I used FE/EIT Sample Examinations, (1st and 2nd Editions)- I think should be $40 + $40, FE Review Manual: Rapid Preparation for the General Fundamentals of Engineering Exam (F E Review Manual), 2nd ed ($67). I think that I do not use the NCEE sample so I can not tell you it is useful or not.

The first time which I study one chapter in one day and study word by word but the FE result is not I want it.

The second time I do not give myself a limit that I must finish this chapter today or tomorrow. I finish it only when I really understand this question. Therefore, I can be finish one chapter in a day, a half day, or 3-4 days. And it doesn't have to be perfect that one day for one chapter.

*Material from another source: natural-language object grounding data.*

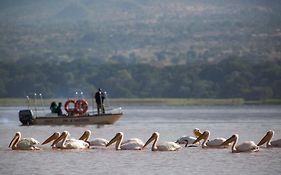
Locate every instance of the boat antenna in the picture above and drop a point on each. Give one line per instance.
(35, 103)
(93, 96)
(42, 103)
(76, 95)
(28, 101)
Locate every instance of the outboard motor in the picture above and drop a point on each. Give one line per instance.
(26, 117)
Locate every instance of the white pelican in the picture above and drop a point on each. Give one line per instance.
(267, 139)
(19, 143)
(68, 143)
(247, 146)
(165, 146)
(189, 139)
(215, 143)
(96, 142)
(131, 144)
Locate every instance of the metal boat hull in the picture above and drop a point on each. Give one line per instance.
(104, 119)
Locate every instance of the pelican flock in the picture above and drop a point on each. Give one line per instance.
(63, 141)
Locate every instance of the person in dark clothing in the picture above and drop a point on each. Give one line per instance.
(53, 107)
(58, 110)
(100, 96)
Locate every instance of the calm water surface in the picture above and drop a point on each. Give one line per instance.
(250, 122)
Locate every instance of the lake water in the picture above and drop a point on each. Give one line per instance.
(250, 122)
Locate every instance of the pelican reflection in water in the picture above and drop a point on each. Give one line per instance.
(98, 142)
(165, 146)
(267, 139)
(19, 143)
(189, 139)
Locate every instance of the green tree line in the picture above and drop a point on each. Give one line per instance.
(230, 78)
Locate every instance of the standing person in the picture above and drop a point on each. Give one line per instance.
(59, 111)
(99, 96)
(53, 107)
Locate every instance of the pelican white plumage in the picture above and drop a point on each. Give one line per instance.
(19, 143)
(247, 146)
(214, 143)
(165, 146)
(267, 139)
(98, 142)
(131, 144)
(189, 139)
(67, 143)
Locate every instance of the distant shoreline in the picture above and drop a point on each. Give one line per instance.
(147, 101)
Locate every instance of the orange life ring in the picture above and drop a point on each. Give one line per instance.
(81, 106)
(67, 108)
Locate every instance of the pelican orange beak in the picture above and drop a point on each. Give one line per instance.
(200, 137)
(152, 138)
(268, 136)
(197, 132)
(114, 139)
(62, 136)
(229, 140)
(86, 135)
(51, 138)
(15, 139)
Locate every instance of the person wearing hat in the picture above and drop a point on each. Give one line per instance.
(99, 96)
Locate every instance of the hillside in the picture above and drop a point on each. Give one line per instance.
(157, 32)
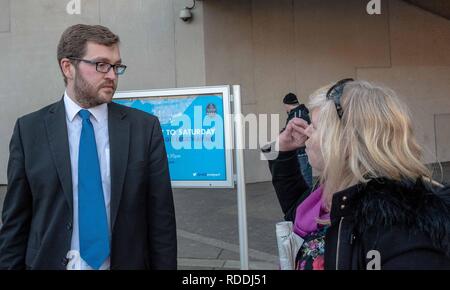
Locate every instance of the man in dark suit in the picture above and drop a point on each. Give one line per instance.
(88, 179)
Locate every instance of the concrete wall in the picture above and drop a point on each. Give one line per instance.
(273, 47)
(160, 50)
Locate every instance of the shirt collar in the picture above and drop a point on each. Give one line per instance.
(100, 112)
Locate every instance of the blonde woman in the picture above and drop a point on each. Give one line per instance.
(375, 206)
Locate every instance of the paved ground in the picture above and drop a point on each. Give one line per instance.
(208, 232)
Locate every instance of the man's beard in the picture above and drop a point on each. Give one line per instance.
(87, 95)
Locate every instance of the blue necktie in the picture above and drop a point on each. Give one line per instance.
(92, 219)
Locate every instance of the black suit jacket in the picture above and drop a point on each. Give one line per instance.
(37, 213)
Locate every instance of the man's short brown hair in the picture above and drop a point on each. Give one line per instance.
(74, 40)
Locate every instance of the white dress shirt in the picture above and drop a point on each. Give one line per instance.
(99, 120)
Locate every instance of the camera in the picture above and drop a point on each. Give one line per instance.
(186, 15)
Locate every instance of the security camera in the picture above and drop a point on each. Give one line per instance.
(186, 14)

The second time I focus on samples and less on FERM (big book) because I used the free on-line courses.


----------



## wvgirl14 (Jan 21, 2009)

chaocl said:


> I used FE/EIT Sample Examinations, (1st and 2nd Editions)- I think should be $40 + $40, FE Review Manual: Rapid Preparation for the General Fundamentals of Engineering Exam (F E Review Manual), 2nd ed ($67). I think that I do not use the NCEE sample so I can not tell you it is useful or not.
> The first time which I study one chapter in one day and study word by word but the FE result is not I want it.
> 
> The second time I do not give myself a limit that I must finish this chapter today or tomorrow. I finish it only when I really understand this question. Therefore, I can be finish one chapter in a day, a half day, or 3-4 days. And it doesn't have to be perfect that one day for one chapter.
> ...


Thanks! I will check out the review courses and look into the FE/EIT exam.


----------



## MikeR (Jan 21, 2009)

I would definitly get the NCEES exam. They write the exam.

When I did the FE exam. I studied the FERM, did the Lindeburg sample exam and a week before the exam took the NCEES sample test. Take off a day or two before the exam and relax. Getting enough rest and relaxing is key to doing well.


----------



## MikeR (Jan 21, 2009)

wvgirl14 said:


> Thanks! I will check out the review courses and look into the FE/EIT exam.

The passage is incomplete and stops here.